Chair: Professor Harriet Guest (University of York)
Nigel Leask (University of Glasgow) 'Your rising tear at the misery of a once-beloved country': Ossian and Thomas Pennant's Tours in Scotland, 1769 and 1772.'
The paper will look at the ways in which what Paul Baines describes as an 'Ossianic topography' has begun to change the map of Scotland by 1769. It focuses especially on how the Welsh naturalist and antiquarian Thomas Pennant (1726-98) engages with Ossianic connections in his Tours of 1769 and 1772, and compares his approach with that of other contemporary travellers.
Mary-Ann Constantine (CAWCS, University of Wales): ‘Somewhat of a mercenary showman’: Thomas Johnes and the spectacle of Hafod.
When J.T. Barber visited the grounds and mansion of Hafod in the Ystwyth Valley in 1803 he complained, on being expected to tip the gardener and housekeeper for a guided tour, that there was ‘something very unworthy in great men allowing their servants to exact the sums that they do from the spectators of their grandeur’. This paper explores the notion of ‘showmanship’ and performance in relation to the picturesque and to early tourism. It focuses on Thomas Johnes’s remarkable creation, over decades, of the walks and gardens at Hafod, which, with nearby Devil’s Bridge, became one of the principal attractions of mid-Wales – an area far less popular with visitors than Snowdonia in the north or the Wye Valley in the south. By the 1790s, few travellers approached Hafod without being in some sense ‘primed’ for the experience through texts and printed views: this paper considers the highly mediated and managed nature of their encounters with a place famed for preserving its ‘original wildness’.

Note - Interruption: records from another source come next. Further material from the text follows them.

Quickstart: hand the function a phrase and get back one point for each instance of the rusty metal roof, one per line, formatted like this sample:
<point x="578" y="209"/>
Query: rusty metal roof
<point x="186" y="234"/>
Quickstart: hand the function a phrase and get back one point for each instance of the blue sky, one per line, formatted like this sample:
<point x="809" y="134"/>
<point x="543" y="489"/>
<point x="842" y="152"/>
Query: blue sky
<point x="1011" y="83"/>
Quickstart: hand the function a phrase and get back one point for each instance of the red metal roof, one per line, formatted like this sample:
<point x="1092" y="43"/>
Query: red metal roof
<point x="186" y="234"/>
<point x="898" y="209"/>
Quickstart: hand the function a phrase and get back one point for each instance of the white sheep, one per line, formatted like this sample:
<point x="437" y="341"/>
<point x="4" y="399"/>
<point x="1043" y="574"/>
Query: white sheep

Elizabeth Edwards (CAWCS, University of Wales): ‘Mosaic work’: Wales in women’s travel writing, 1790-1820
Focusing on some little-known tours of Wales, this paper discusses the bricolage-like structure of domestic travel narratives, which appear in works by Katherine Plymley (1792, 1802, 1814), Jane West (1810), and Mary Brunton (1815) as patchworks of places, names, and significant marks in the landscape. The phrase ‘Mosaic work’ is Brunton’s; it describes her view up the Wye Valley of a prospect bounded by distant Welsh mountains. In this paper I use it as an umbrella term for the intricate and miscellaneous intellectual landscapes created, or reflected, in women’s travel writing of the period. I also suggest, however, that three main interconnected themes flow through these texts. First, the tour is a space for empirical observation and the construction of knowledge (as for example in Brunton’s descriptions of porcelain manufacturing). Second, it’s a space for aesthetic, social, and political critique, often framed in comparative terms: the virtues of Tintern Abbey versus Fountains Abbey; the relative poverties of Welsh and English cottagers; the parallel properties, physical and moral, of Llangollen and the Scottish Highlands. Finally, the tour is a record of the imagination on the move, creatively braiding topographical reportage, ethnographic and economic profiling, scientific curiosity, and moral or ideological reflection by means of a highly literary register perhaps not surprising given the novelist careers of Brunton and West. The texts mentioned above are largely obscure; most exist only in manuscript. But this paper proposes that their thematically layered, formally heterodox qualities call for further attention.